Wednesday, 6 January 2010
Public Open Data arrive in Europe…. at least in London
A number of cities in the US have their own datastores, such as DataSF for San Francisco and the Chicago data store. The idea has rapidly gained traction since the introduction of Google Maps in 2005, which allowed people to attach sets of data with geographical information to a map in real time.
In London, the datasets that will be available include attainment, pupil number and schools data; fire incidents, ambulance rates, crime rates; carbon emissions, floorspace, vacant commercial offices, industrial stock data, abandoned vehicles, recycling rates, waste data, waste re-use centres, fly tipping rates, alcohol indicators, abortion rates, hospital waiting lists and admissions, excess winter deaths - and many dozens more.
The London Datastore, as it is called, will be fully open from 29 January. It will be the first such "datastore" for a city in the UK. The government is working on a similar site, called data.gov.uk, which is also expected to be unveiled this month under the auspices of Tim Berners-Lee, the inventor of the world wide web. He has been working inside the civil service since summer 2009 to unlock and unify datasets collected inside government: when it launches, data.gov.uk is expected to carry hundreds of datasets for free reuse.
In a statement, Johnson, Mayor of London, said: "The superb new London 'Datastore' will unleash valuable facts and figures that been languishing for far too long in the deepest recesses of City Hall. I firmly believe that access to information should not just be the preserve of institutions and a limited elite. Data belongs to the people particularly that held by the public sector and getting hold of it should not involve a complex routine of jumping through a series of ever decreasing hoops.
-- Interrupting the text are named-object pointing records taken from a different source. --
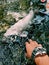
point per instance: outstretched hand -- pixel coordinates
(30, 46)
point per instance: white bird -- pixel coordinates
(22, 24)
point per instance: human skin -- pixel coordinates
(22, 24)
(40, 60)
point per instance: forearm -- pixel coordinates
(44, 60)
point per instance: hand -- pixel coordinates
(30, 46)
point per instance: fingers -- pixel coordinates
(33, 42)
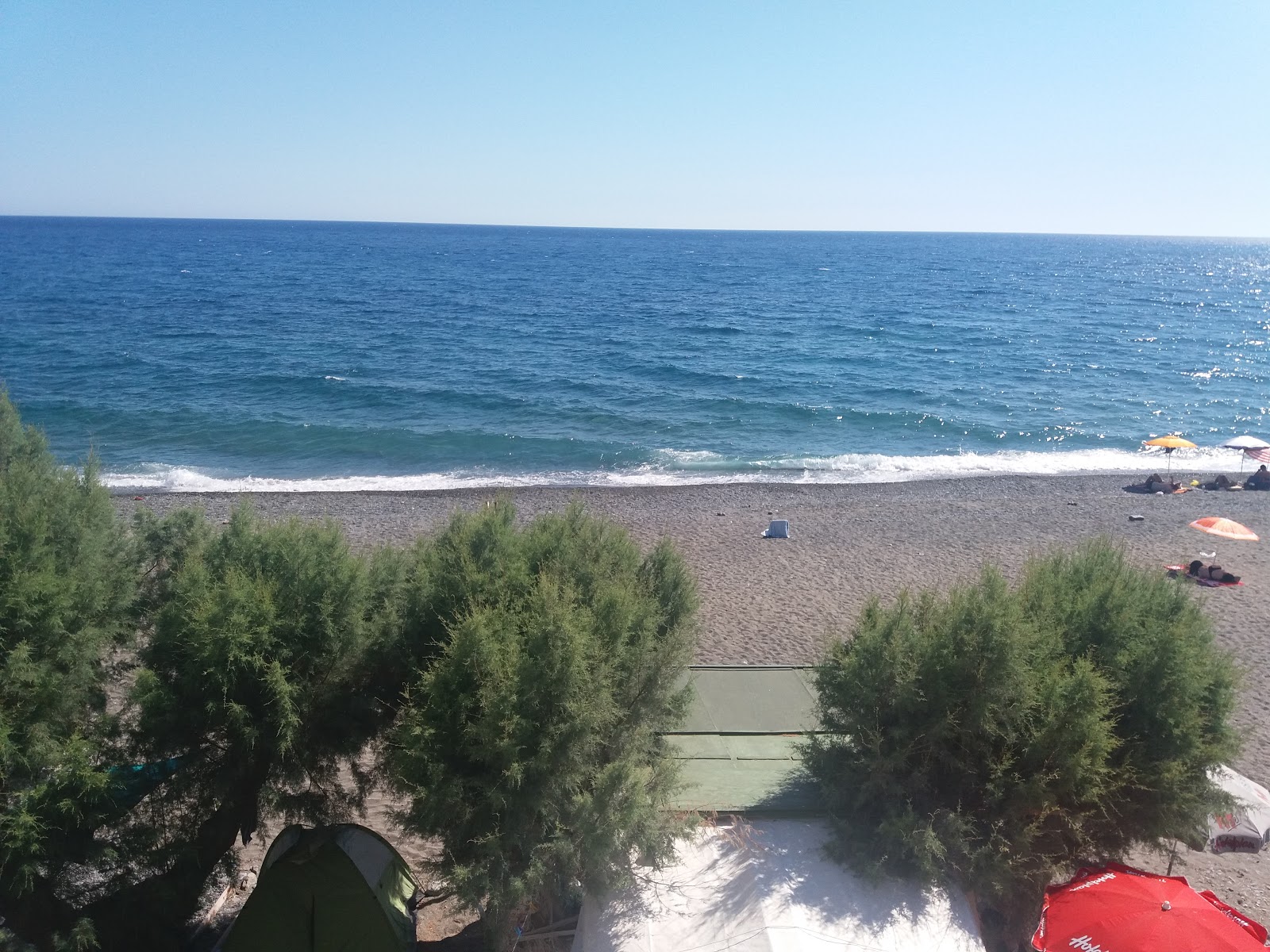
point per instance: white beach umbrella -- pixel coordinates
(1248, 446)
(1248, 828)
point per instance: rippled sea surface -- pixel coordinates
(216, 355)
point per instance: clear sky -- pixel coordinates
(1111, 116)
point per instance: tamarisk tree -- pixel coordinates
(530, 746)
(995, 736)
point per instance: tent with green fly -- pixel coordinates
(328, 890)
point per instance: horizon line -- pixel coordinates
(637, 228)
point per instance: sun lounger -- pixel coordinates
(1180, 571)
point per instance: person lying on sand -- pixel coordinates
(1214, 573)
(1153, 484)
(1259, 480)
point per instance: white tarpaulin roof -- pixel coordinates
(768, 888)
(1248, 829)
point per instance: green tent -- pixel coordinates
(332, 889)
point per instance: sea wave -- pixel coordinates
(671, 467)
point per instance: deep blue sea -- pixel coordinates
(238, 355)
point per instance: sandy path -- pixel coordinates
(778, 601)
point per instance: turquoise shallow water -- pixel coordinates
(210, 355)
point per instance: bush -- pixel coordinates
(530, 747)
(67, 590)
(256, 689)
(996, 736)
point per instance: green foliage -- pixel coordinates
(530, 747)
(996, 736)
(252, 668)
(258, 666)
(67, 585)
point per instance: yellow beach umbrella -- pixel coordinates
(1226, 528)
(1170, 444)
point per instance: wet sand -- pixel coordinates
(778, 601)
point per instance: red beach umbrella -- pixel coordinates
(1115, 908)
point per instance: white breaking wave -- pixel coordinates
(704, 467)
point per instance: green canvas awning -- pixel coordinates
(738, 744)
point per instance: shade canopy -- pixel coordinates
(1119, 909)
(1246, 829)
(1246, 442)
(1170, 443)
(1226, 528)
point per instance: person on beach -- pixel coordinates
(1259, 480)
(1213, 573)
(1153, 484)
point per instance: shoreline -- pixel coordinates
(776, 601)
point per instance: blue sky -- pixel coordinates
(1091, 117)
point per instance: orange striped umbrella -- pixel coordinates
(1226, 528)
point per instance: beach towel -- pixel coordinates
(1180, 570)
(1145, 490)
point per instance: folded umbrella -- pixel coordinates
(1226, 528)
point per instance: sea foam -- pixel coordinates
(702, 467)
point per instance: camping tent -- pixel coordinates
(328, 890)
(1246, 829)
(768, 888)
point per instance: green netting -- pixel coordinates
(751, 701)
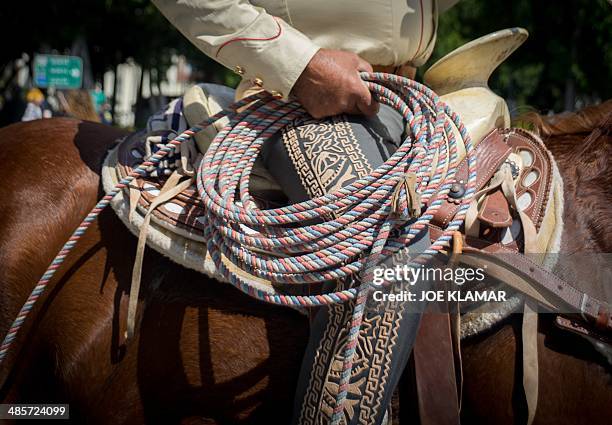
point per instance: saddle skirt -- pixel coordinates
(175, 227)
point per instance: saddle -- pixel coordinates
(518, 210)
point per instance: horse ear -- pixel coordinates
(472, 64)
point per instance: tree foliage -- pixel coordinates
(566, 62)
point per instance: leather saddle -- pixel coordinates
(518, 211)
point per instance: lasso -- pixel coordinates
(351, 230)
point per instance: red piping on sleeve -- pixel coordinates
(421, 36)
(280, 30)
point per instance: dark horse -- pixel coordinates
(205, 353)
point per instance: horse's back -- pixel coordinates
(50, 180)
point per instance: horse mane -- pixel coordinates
(584, 121)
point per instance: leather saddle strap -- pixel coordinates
(490, 153)
(171, 188)
(556, 290)
(435, 374)
(530, 358)
(591, 309)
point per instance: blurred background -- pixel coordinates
(119, 61)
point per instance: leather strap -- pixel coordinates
(171, 188)
(530, 358)
(489, 155)
(547, 288)
(435, 375)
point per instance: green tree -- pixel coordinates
(565, 64)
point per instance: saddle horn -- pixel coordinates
(461, 79)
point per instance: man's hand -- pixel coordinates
(330, 85)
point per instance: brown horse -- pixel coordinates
(205, 353)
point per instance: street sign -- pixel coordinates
(62, 72)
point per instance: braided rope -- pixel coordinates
(353, 226)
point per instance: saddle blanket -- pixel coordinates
(309, 159)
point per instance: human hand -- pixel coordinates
(330, 85)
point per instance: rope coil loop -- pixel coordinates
(356, 226)
(349, 222)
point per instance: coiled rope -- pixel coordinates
(356, 227)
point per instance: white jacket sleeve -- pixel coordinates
(244, 38)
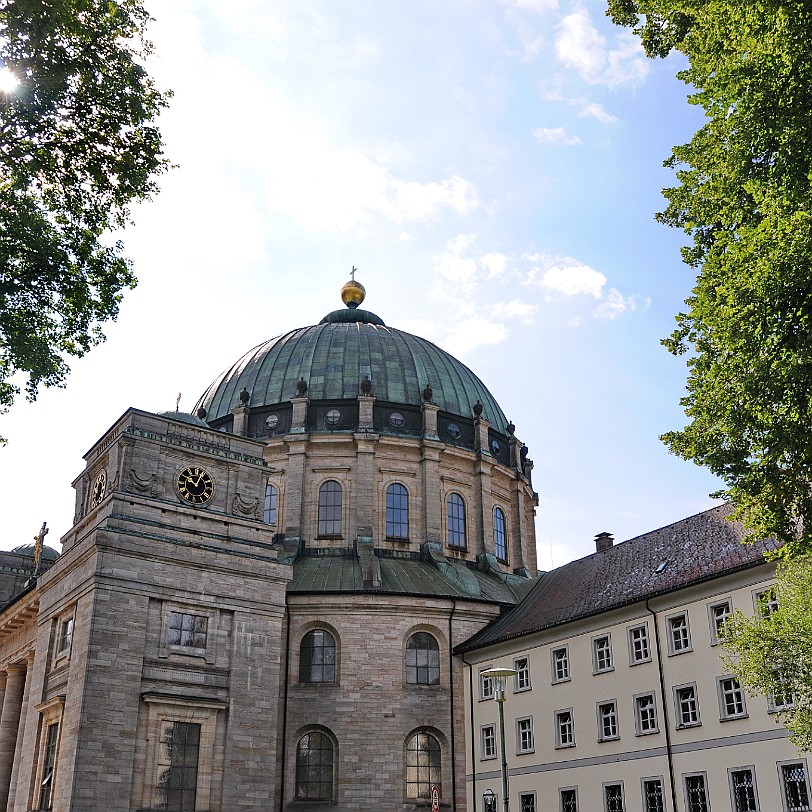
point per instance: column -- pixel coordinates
(9, 722)
(17, 765)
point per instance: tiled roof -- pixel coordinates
(695, 549)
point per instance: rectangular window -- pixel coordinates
(601, 654)
(561, 664)
(731, 699)
(187, 630)
(487, 686)
(48, 768)
(488, 741)
(795, 786)
(569, 799)
(766, 601)
(719, 614)
(613, 796)
(687, 707)
(522, 668)
(653, 795)
(524, 735)
(696, 796)
(65, 635)
(270, 505)
(527, 802)
(177, 766)
(607, 721)
(679, 635)
(564, 732)
(743, 790)
(639, 649)
(645, 714)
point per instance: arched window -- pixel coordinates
(422, 660)
(330, 508)
(422, 765)
(317, 657)
(314, 767)
(456, 521)
(271, 501)
(397, 512)
(499, 534)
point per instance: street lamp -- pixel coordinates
(499, 676)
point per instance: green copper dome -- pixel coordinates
(335, 356)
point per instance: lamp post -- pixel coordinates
(499, 677)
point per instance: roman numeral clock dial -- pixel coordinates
(195, 485)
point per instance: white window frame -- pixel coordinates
(678, 717)
(597, 646)
(647, 779)
(566, 661)
(713, 618)
(602, 736)
(524, 725)
(559, 738)
(673, 651)
(606, 786)
(766, 598)
(782, 783)
(752, 770)
(521, 682)
(561, 791)
(646, 642)
(704, 777)
(487, 685)
(522, 796)
(484, 738)
(638, 714)
(724, 714)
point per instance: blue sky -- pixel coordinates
(491, 168)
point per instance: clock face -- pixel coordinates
(195, 485)
(99, 489)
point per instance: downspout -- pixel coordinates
(473, 736)
(663, 701)
(285, 709)
(451, 707)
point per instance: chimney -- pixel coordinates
(604, 541)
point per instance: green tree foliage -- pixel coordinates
(77, 146)
(771, 652)
(744, 197)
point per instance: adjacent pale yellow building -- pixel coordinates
(622, 702)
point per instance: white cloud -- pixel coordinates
(565, 275)
(494, 263)
(594, 110)
(524, 311)
(555, 135)
(616, 304)
(582, 47)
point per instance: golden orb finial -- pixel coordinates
(353, 293)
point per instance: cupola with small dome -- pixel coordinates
(352, 352)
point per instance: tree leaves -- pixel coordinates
(77, 146)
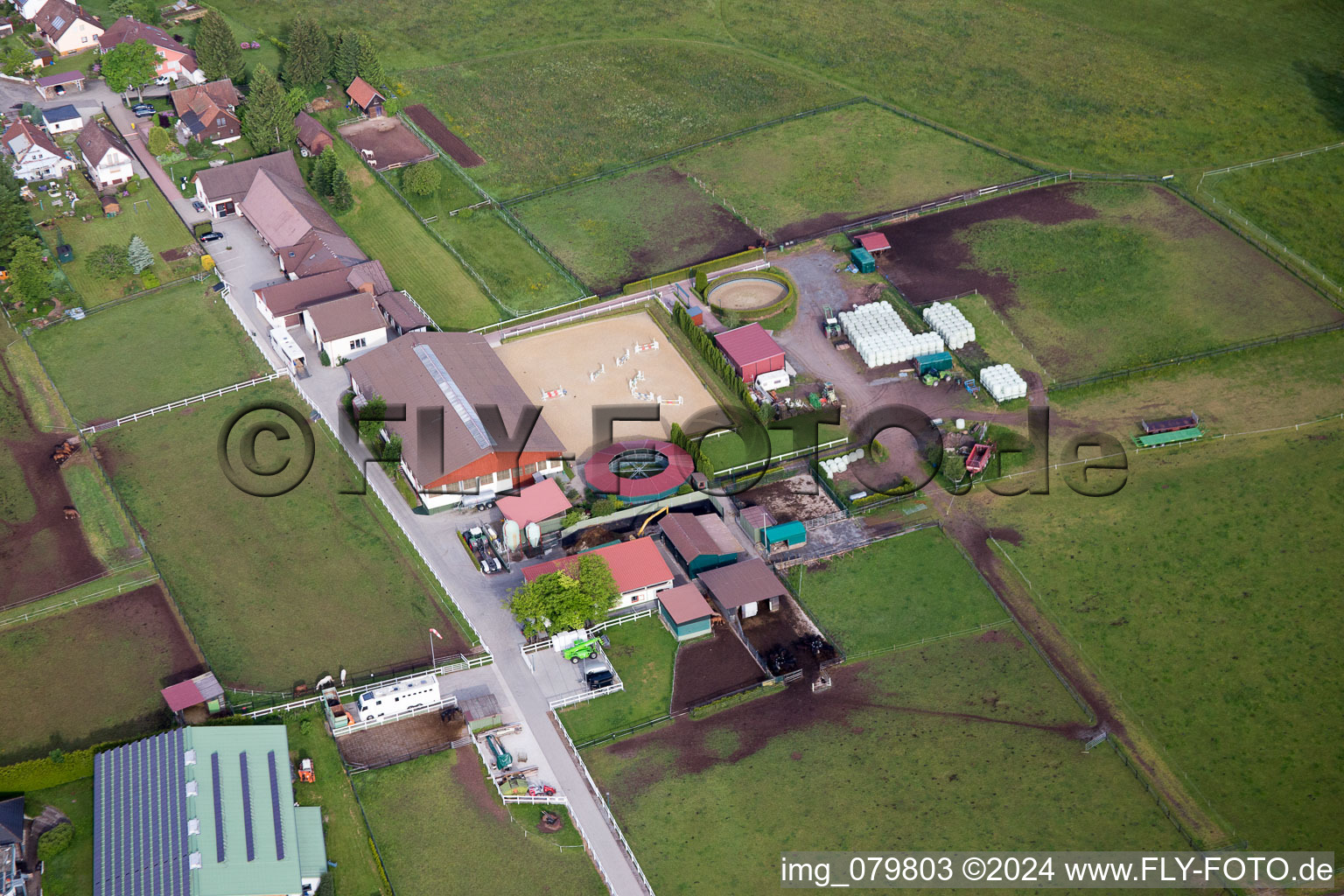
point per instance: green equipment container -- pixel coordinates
(862, 260)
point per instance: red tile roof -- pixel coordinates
(536, 502)
(684, 604)
(634, 564)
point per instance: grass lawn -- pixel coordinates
(343, 825)
(1184, 283)
(145, 213)
(549, 117)
(386, 230)
(642, 653)
(62, 662)
(518, 274)
(445, 798)
(886, 758)
(1208, 601)
(930, 592)
(1274, 196)
(802, 176)
(328, 559)
(70, 872)
(117, 361)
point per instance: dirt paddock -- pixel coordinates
(391, 143)
(564, 358)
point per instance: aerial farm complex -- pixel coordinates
(458, 449)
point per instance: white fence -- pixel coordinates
(164, 409)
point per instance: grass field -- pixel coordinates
(117, 361)
(1183, 283)
(312, 554)
(63, 662)
(1206, 598)
(807, 175)
(549, 117)
(347, 836)
(1274, 196)
(445, 798)
(70, 872)
(642, 653)
(388, 231)
(144, 213)
(930, 590)
(518, 274)
(886, 757)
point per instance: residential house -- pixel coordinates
(203, 812)
(207, 112)
(636, 566)
(35, 158)
(66, 29)
(446, 381)
(283, 304)
(366, 97)
(223, 188)
(105, 156)
(62, 120)
(312, 136)
(346, 328)
(175, 60)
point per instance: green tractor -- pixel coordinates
(581, 650)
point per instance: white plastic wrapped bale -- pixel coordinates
(1003, 382)
(949, 323)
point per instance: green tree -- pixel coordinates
(130, 66)
(217, 49)
(268, 124)
(159, 141)
(423, 178)
(310, 58)
(566, 599)
(370, 66)
(30, 273)
(138, 256)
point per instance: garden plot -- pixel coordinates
(566, 359)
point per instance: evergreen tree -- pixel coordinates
(346, 60)
(138, 256)
(310, 58)
(268, 125)
(217, 49)
(370, 66)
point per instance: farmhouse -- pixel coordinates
(699, 542)
(54, 87)
(225, 187)
(105, 156)
(752, 351)
(175, 60)
(62, 120)
(203, 812)
(744, 587)
(284, 303)
(346, 328)
(363, 95)
(312, 136)
(684, 612)
(35, 158)
(636, 566)
(445, 381)
(207, 112)
(66, 29)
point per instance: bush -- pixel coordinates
(55, 841)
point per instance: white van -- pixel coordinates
(405, 696)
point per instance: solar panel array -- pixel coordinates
(140, 820)
(454, 398)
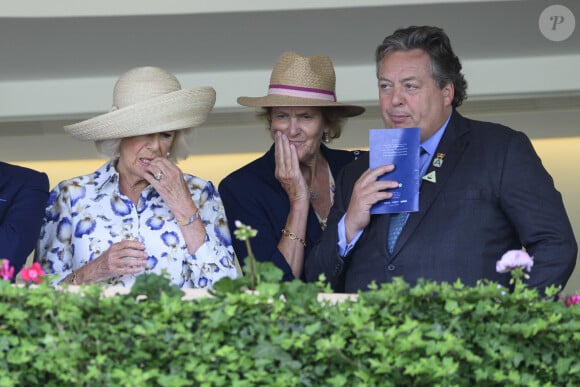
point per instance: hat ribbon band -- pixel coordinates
(302, 92)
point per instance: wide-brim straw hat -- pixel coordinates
(147, 100)
(302, 81)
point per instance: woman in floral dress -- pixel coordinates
(139, 213)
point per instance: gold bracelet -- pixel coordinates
(189, 220)
(294, 237)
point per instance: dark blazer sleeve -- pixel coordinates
(23, 194)
(535, 208)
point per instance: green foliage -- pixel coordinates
(281, 334)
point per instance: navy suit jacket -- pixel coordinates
(491, 195)
(253, 196)
(23, 198)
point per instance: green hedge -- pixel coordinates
(282, 335)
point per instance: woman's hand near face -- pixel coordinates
(174, 191)
(287, 170)
(125, 257)
(171, 186)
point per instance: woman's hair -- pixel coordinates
(333, 117)
(445, 65)
(179, 150)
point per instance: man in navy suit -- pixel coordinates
(23, 198)
(484, 190)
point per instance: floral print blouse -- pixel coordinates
(86, 214)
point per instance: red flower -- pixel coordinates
(573, 300)
(32, 273)
(6, 271)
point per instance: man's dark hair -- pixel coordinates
(445, 65)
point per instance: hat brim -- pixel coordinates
(177, 110)
(274, 100)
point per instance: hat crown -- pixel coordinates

"The US has led the way on this idea of setting their data free for anyone - students, campaigners, software developers – to use. Now it's time for Britain to get up to speed and I want London, as the greatest city in the UK, to be at the forefront of this revolution, that will not only increase democracy, but also provide a potential money-spinner for the city's hugely important software development sector."
Fund of up to £200,000 will help developers to create innovative use of 200 datasets in new free data initiative
The Mayor of London, Boris Johnson, will on Thursday launch a website hosting hundreds of sets of data - including previously unreleased information - about the capital, as part of a new scheme intended to encourage people to create "mashups" of data to boost the city's transparency and accountability.
Channel 4 will also be offering up to £200,000 through its 4ip fund to help develop the most innovative uses of the data.
To announce the site, Johnson will take part in a live linkup on Thursday to the Consumer Electronics Show in Las Vegas with President Barack Obama's chief technology officer Aneesh Chopra, who has overseen the development of the US government's "data.gov" project, which aims to put all US government data onto the web for others to use.
The government took a significant step towards making such datasets easier to use with the announcement by Gordon Brown in November that Ordnance Survey mapping data from 1:10,000 would be free for all use, including commercial applications, from April.
Johnson has been a strong advocate of open data, having campaigned in 2008 on the promise that he would introduce crime maps, despite misgivings of some senior police officers. The Metropolitan Police did however quickly implement] crime mapping in London, following the lead that had already been set by a number of other police forces around the country.